Further, the company will present the first preclinical data, including in non-human primates (NHP), highlighting a potent immunotherapy approach to deliver selected TSNA to patients. The delivery approach comprises a chimpanzee adenoviral vector (ChAdV) for the prime immunization, and a self-replicating, synthetic viral RNA vector (srRNA) for repeated boost immunizations. In preclinical NHP studies, delivery of selected antigens using this sequential (heterologous) prime/boost immunization approach, showed a quick onset of immune activation with induction of high numbers of antigen-specific T cells. In addition, co-administration of anti-CTLA4 further enhanced both the number and function of the elicited T cells, suggesting the system’s potential in combination with checkpoint inhibitors.

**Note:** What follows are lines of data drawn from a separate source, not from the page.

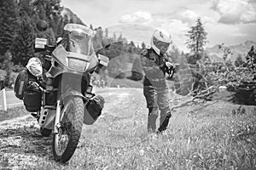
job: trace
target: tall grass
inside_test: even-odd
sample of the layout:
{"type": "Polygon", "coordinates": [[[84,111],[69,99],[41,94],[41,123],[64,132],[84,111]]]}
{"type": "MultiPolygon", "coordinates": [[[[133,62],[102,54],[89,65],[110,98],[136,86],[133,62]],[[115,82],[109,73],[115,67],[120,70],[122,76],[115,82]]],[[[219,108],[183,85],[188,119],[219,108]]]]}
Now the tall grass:
{"type": "Polygon", "coordinates": [[[108,132],[106,122],[99,120],[95,126],[84,128],[81,142],[67,164],[55,163],[49,156],[27,167],[256,169],[256,110],[247,108],[243,114],[233,114],[232,109],[238,106],[225,105],[200,113],[189,109],[177,111],[162,135],[146,132],[146,114],[137,117],[141,122],[133,123],[137,130],[131,126],[128,130],[120,127],[115,128],[117,132],[114,128],[108,132]]]}

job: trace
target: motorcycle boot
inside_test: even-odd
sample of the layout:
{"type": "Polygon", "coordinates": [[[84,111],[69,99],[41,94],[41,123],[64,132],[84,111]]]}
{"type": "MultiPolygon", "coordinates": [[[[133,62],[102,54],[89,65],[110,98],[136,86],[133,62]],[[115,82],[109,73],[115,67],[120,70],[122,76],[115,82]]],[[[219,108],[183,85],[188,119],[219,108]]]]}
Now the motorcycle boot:
{"type": "Polygon", "coordinates": [[[148,116],[148,132],[154,133],[156,129],[156,119],[158,117],[158,108],[148,108],[149,113],[148,116]]]}
{"type": "Polygon", "coordinates": [[[170,118],[172,116],[171,111],[167,111],[165,114],[165,110],[161,110],[160,119],[160,128],[158,128],[157,133],[160,133],[163,131],[166,130],[169,124],[170,118]],[[164,112],[164,113],[163,113],[164,112]]]}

"In patients with solid tumors, the generation of a very large number of tumor neoantigen-specific CD8+ T cells is one of the major challenges associated with today’s immunotherapies," said Andrew Allen, M.D., Ph.D., co-founder, president and chief executive officer of Gritstone Oncology. "To leverage the neoantigens selected by EDGE, we have developed a potent immunotherapy regimen, which has produced high level CD8+ T cell responses in NHP. Historically, such models have been highly predictive of immune responses observed in humans, and these data support our plans to initiate clinical trials in in the second half of 2018. We are excited to be presenting our research at this year’s AACR (Free AACR Whitepaper) meeting, demonstrating the applicability of our integrated platform for the development of personalized immunotherapies for difficult-to-treat-cancers."

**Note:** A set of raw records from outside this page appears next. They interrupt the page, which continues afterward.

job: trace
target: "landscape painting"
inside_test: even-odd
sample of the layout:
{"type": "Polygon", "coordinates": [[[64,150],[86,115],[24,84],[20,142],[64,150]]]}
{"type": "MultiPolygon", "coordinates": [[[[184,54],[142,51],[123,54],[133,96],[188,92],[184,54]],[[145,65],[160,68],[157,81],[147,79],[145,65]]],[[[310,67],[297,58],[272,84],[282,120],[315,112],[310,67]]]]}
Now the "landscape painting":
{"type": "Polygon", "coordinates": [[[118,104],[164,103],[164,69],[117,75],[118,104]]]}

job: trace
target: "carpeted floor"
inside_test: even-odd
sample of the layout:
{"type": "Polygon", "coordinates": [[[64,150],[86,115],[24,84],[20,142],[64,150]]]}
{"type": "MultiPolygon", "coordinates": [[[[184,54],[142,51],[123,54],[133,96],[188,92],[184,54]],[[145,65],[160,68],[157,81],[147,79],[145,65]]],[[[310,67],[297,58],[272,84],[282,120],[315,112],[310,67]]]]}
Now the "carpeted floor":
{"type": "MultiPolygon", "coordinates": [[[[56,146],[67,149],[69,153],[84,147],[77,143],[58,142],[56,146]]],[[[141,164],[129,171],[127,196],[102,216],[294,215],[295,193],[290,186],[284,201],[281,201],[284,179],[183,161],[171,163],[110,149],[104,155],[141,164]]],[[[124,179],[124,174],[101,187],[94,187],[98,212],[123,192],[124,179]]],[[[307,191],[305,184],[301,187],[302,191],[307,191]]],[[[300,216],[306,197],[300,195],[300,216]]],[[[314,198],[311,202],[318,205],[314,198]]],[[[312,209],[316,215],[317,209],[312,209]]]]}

Abstract Title: A novel heterologous prime boost vaccine system drives tumor specific and potent CD8 T cell responses for cancer immunotherapy

Date & Time: April 15, 2018 from 1:00 to 5:00 p.m. CT

Abstract Findings: Gritstone Oncology has developed a potent heterologous prime/boost immunization approach to deliver predicted TSNAs to patients, which is comprised of a replication incompetent chimpanzee adenoviral vector (ChAdV) for the prime vaccination and a self-replicating, synthetic viral vector (srRNA) for repeated boost vaccinations. In a preclinical model, immunization with either vector resulted in strong antigen-specific CD8 T-cell responses and provided a statistically significant survival advantage to tumor bearing mice when compared to untreated mice. The potency was also tested in a non-human primate model, demonstrating quick onset of T-cell responses one week post ChAdV prime vaccination, with peak T-cell responses at two to three weeks and effectively boosted by the srRNA vector. In addition, co-administration of anti-CTLA4 with the vaccine demonstrated enhanced vaccine-induced immune response.

Abstract Title: Antigen identification for cancer immunotherapy by deep learning on tumor HLA peptides

Date & Time: April 18, 2018 from 8:00 a.m. to 12 p.m. CT

Abstract Findings: Using a large dataset of tumor transcriptomes and immunopeptidomes, Gritstone Oncology has trained a deep learning model (EDGE) to predict the presentation of HLA peptides on tumor cells. The model was tested on HLA presented peptides from held-out tumor samples and demonstrated an approximately 10-fold improvement in positive predictive value compared to standard tools. The model was also tested for its ability to predict neoantigens recognized by T-cells and included the majority (16/23, 70%) of validated neoantigens from an independent test set in a putative 20-mutation personalized immunization.